第7話 検査入院 その④

 点滴の交換、血圧の測定、そしてベッドでの排尿と、夜間も一定の間隔で処置が続き、ウトウトはするけれどよく眠れないまま朝を迎えた。朝の回診で、安静にしていた穿孔部の止血もチェック後OKとなる。点滴を抜くと、ようやくトイレも自分で行けるようになった。着替えを済ませると、早くも退院の準備が始まった。

 退院前に検査結果の説明に呼ばれる。対応してくれたのは若いA先生ではなく、同じ脳神経外科のB先生だった。A先生より年上っぽいが、それでも30代前半に見える。前日の検査にもいてくださったようなのだが、何しろ目が悪いので顔を憶えていなかった。

 検査の結果、正しい病名が判明。「右内頚動脈海綿静脈洞瘻(みぎないけいどうみゃくかいめんじょうみゃくどうろう)」といい、内頚動脈の一部に穴が開き、そこから海綿静脈洞という場所を介して脳内の静脈に血液が逆流し、耳鳴りや頭痛が生じているとのこと。このまま放置していると脳出血や失明を引き起こす危険があるので、緊急ではないが準緊急扱いで手術の日程を決めたい。手術はカテーテル手術で、1回目は静脈への逆流を止めるコイル塞栓術、2回目は穴の開いた動脈へのステント留置術、それでも改善しない場合は3回目も検討していく、という説明だった。

 1回目の手術は早い方がよいということで、翌週か翌々週のどちらかが候補だが、翌週はB先生がお休みで不在ということで、翌々週に入院~手術の日程はどうかと提案された。いずれにしてもコロナ禍の影響でスタッフが揃わず、手術日は専門の麻酔科医がいないので脳神経外科のスタッフで対応する予定、という話だった。検査の影響で全身が重だるく、加えて寝不足と疲れで話を聞くのが精いっぱい。質問をする余力はなかった。

 B先生も忙しいらしく、慌ただしく治療の説明を終えると、次は手術の承諾書類を机に広げて手続きの話に移った。手術のリスクや合併症の可能性は数パーセントと低いが、ゼロではない。が、何かあった場合は専門のチームで対応しますので大丈夫です、といったようなお話だったと思う。署名が必要な書類がいくつも渡されたが、家に帰ってからの準備でよいとのこと。説明を聞きながら、早く家に帰りたいな…と考えていたのだった。

 検査入院を気楽に考えていた私は、家までひとりで帰る予定にしていた。入院の会計は、仕事先で加入していた保険組合に「限度額認定証*」というものを申請中だったので、当日の支払いはなく、会計窓口で明細の控えをもらって帰宅することになった。家族への手術に関する説明は、翌週改めてしていただくことに。B先生は翌週はお休みでいないということで、B先生と同じく脳神経外科のC先生が説明してくださるとのこと。前日の検査の時に声をかけてくれたのがおそらくC先生なんだろうなと推測する。

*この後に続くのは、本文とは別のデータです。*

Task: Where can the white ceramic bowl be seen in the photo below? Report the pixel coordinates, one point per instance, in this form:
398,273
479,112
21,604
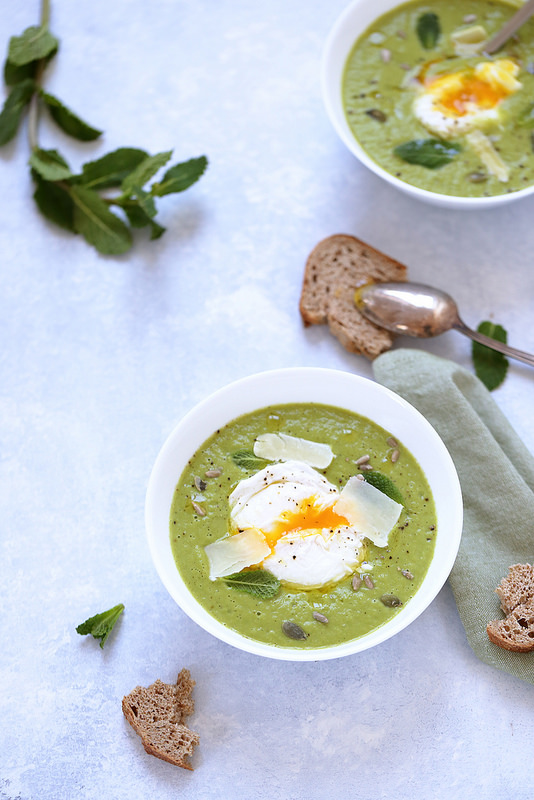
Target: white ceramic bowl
354,21
306,385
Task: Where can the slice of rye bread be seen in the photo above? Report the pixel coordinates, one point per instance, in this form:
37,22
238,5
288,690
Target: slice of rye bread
335,268
158,713
516,592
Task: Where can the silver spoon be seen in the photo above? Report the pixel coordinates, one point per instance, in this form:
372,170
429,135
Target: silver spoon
413,309
515,22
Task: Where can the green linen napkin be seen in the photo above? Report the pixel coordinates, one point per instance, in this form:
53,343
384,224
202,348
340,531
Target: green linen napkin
496,474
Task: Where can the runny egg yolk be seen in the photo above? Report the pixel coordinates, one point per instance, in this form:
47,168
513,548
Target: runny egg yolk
308,515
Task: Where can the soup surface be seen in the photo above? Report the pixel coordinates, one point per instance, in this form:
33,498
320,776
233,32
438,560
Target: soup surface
200,515
430,108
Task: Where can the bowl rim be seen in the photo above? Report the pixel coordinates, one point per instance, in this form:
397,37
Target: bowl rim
197,425
340,40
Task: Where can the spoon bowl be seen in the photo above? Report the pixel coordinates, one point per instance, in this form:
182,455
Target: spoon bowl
414,309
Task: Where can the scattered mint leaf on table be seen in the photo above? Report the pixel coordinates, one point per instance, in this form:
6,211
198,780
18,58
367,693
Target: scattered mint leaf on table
101,625
490,366
384,484
428,29
79,202
429,153
258,582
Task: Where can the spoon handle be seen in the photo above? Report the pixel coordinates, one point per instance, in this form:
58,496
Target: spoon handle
510,28
520,355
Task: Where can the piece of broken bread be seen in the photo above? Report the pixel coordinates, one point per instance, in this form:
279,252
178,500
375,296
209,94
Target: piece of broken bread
335,268
516,592
158,713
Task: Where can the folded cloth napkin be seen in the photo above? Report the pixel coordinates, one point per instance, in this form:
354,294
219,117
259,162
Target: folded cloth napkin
496,473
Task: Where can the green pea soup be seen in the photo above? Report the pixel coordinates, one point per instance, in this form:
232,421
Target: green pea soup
378,96
200,515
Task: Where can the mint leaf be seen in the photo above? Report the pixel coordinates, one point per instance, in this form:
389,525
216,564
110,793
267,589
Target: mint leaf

 退院の準備に時間がかかり、気がつくと昼近くになっていたが、残りの気力を振り絞り、病院からタクシーに乗って自宅へ帰ってきた。


*「限度額適用認定証」・・・健康保険に加入している人が高額な医療費の支払いを抑えるために利用できる制度。事前に申請して医療機関に提示することで、窓口における医療費の支払い額を自己負担限度額までに抑えることができる。